Sunday, June 10, 2007
i'm weird
its 1.30 am and i have no intentions to go to bed soon. i've been rather moody lately. yesterday i seem to detest everything around me i was so pissed off, annoyed but everything animate or inanimate. i spent more of my day sulking, insulting and sleeping. today i woke up feeling much better and went out with my family. all i can say today was a good day, i really enjoyed myself. its one of those times my mum and i don't quarrel. i tired one a couple of stuff my mum picked out and looked good. my mum still has a eye for fashion even though she dun really dress that way. hahha.
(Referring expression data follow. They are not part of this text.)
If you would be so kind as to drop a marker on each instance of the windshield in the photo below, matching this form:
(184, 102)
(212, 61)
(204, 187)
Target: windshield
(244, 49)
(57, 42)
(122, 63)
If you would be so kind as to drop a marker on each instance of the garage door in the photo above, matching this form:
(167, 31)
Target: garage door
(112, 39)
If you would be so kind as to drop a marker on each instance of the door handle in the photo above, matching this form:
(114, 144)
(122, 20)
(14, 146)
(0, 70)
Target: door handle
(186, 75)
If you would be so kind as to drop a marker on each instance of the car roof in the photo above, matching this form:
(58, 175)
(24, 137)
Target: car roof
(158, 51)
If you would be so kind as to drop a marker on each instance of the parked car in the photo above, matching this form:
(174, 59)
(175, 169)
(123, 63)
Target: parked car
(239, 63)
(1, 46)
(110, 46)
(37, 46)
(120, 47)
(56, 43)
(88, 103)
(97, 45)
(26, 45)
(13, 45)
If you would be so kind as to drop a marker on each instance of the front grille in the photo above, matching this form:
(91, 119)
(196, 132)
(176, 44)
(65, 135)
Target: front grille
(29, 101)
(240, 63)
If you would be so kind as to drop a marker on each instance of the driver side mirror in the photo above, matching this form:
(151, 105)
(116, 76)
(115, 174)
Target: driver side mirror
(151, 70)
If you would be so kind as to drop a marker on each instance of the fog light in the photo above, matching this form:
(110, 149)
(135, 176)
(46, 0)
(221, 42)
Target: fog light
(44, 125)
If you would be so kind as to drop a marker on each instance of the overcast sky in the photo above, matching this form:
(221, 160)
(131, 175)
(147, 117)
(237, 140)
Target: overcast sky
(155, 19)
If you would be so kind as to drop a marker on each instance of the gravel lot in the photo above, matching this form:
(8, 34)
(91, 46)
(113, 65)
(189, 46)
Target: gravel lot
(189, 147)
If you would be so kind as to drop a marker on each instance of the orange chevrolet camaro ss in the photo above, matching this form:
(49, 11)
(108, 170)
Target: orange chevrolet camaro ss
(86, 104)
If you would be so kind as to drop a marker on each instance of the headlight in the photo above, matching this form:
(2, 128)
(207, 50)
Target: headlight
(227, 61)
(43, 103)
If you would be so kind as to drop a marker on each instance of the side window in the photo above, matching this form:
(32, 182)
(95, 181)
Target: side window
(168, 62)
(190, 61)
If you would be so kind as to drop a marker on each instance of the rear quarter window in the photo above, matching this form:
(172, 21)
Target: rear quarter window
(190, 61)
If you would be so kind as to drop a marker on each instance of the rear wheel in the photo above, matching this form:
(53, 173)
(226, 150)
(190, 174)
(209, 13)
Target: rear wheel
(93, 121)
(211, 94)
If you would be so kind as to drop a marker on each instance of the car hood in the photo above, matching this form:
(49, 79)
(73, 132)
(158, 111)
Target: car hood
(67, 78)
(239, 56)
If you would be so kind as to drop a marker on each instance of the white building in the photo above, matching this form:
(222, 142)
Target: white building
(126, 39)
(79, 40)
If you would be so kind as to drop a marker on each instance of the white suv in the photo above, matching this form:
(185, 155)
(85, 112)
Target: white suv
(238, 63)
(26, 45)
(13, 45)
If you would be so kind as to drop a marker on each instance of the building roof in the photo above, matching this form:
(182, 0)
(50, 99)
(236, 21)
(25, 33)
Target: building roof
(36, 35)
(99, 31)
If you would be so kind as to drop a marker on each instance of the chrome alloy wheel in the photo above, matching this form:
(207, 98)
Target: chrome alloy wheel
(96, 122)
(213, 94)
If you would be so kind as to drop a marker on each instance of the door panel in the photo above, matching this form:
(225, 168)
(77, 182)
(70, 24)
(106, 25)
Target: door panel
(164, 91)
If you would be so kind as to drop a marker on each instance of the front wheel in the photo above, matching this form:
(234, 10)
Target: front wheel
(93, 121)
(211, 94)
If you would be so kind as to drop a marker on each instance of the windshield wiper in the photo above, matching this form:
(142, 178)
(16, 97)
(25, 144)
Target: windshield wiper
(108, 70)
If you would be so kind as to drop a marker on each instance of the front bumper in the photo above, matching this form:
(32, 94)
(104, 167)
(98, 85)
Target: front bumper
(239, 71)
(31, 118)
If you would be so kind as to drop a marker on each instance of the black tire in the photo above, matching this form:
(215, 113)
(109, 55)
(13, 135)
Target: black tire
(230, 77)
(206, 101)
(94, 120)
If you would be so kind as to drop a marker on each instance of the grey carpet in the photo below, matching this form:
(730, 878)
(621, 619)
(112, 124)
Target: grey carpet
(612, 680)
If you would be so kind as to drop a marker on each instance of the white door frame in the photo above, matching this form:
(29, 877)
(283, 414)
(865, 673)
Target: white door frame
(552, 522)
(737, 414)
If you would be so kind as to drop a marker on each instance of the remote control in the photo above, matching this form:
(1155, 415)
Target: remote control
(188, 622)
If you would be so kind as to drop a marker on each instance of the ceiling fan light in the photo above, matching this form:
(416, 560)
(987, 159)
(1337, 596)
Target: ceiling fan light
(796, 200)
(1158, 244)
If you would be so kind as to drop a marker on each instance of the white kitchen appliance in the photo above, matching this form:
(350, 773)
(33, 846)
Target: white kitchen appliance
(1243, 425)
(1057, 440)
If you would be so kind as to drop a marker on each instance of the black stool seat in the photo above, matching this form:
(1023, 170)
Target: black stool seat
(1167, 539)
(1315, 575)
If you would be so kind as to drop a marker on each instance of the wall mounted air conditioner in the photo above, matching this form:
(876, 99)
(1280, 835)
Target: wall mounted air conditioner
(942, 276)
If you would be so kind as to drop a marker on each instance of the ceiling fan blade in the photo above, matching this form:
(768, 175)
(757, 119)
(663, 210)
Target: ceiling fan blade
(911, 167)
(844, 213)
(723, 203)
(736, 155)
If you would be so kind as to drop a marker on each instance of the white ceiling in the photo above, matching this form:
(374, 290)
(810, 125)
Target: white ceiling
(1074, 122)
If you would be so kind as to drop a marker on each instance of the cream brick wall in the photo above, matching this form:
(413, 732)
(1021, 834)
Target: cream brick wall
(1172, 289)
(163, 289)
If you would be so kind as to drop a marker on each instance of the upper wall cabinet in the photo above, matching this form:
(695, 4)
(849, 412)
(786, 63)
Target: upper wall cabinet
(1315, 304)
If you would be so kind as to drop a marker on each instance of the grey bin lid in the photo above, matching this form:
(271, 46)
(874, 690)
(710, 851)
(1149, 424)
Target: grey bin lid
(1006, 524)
another update would be i discovered that i really like reading novels. been reading danielle steel alot. her book are nice cause they're mainly romance novels. i like to get lost in the romance novel books cause it seems so fairy tale. her books are subtle not too dramatic. with my screwed up hormonal and stress levels i cannot take drama now. but then again without the drama her books might seem boring to me when i'm not stressed. i've been like completing books in a day or two. i didn't know i could be so engrossed in books. its so unlike me. but books are nice. dramas are nice too. i allows me to day dream and picture myself somewhere more amusing. i keeps me sane. hahah.
oh by the way, i was thinking i would not fall in love anytime soon. i was thinking it would be nice to concentrate on me my life and my family. probably i'll fall in love when i'm 40 with probably a guy around that age or older. that seems nice. i mean relationships would probably be more stable, lasting and realistic since with age people generally mature mentally and emotionally. i mean to be with someone now it would probably be amatuer puppy love that is unrealistically going to all circumstances. and in the end people get hurt, time is wasted and lives get screwed up. i think its a safer bet to wait. i mean i wanna enjoy being young and doing all the crazy stuff without having to answer to anyone but myself. i wanna be able to do everything my way and not comprise cause things are easy that way. the thing is now i dun really see the need for love. i feel perfectly fine being single. seeing couples does not make me want what they have. and i might probably say this cause i've never been with anyone but now i dun see a point too. i mean being emotionally attached means a pending heartbreak when he hurts you. so why take the chance when you know its gonna come. at least for now when i know i'm not very desperate for love, i won't just date a someone cause he's physically attractive but i want something more. what's with putting so much effort into trying to make or force a relationship to work when its not menat to be in the first place? and go through all the disagreements in between.
maybe i'll just not get married at all or fall in love for that matter. what is love btw? how great can it be if you have to fall for it and not like fly for it. i mean divorce is so common these days so why get married when you're gonna get divorced. i really dislike divorce. i'm okay with it but i dunno why people go through it. i mean you said your vows and pledged u're love and claim to be madly and truly in love when getting married. so divorce is a slap in the face saying u have made bad judgement and chose the wrong guy. it sounds kinda conservative but i think love is a lifetime thing its like inviting a stranger to be permernant in ur life, for him to be family, best friend and lover. i dun mind having not strings attached flings, but when it comes to long term reltionships i think i'm dead serious. haha i guess this is very unlike me. but i think its a thought i very much like to represent who i am.
i guess i'm getting all soulful talk at this hour. night. gotta get up in the morning for breakfast with the family. it still feels kinda empty without my brother.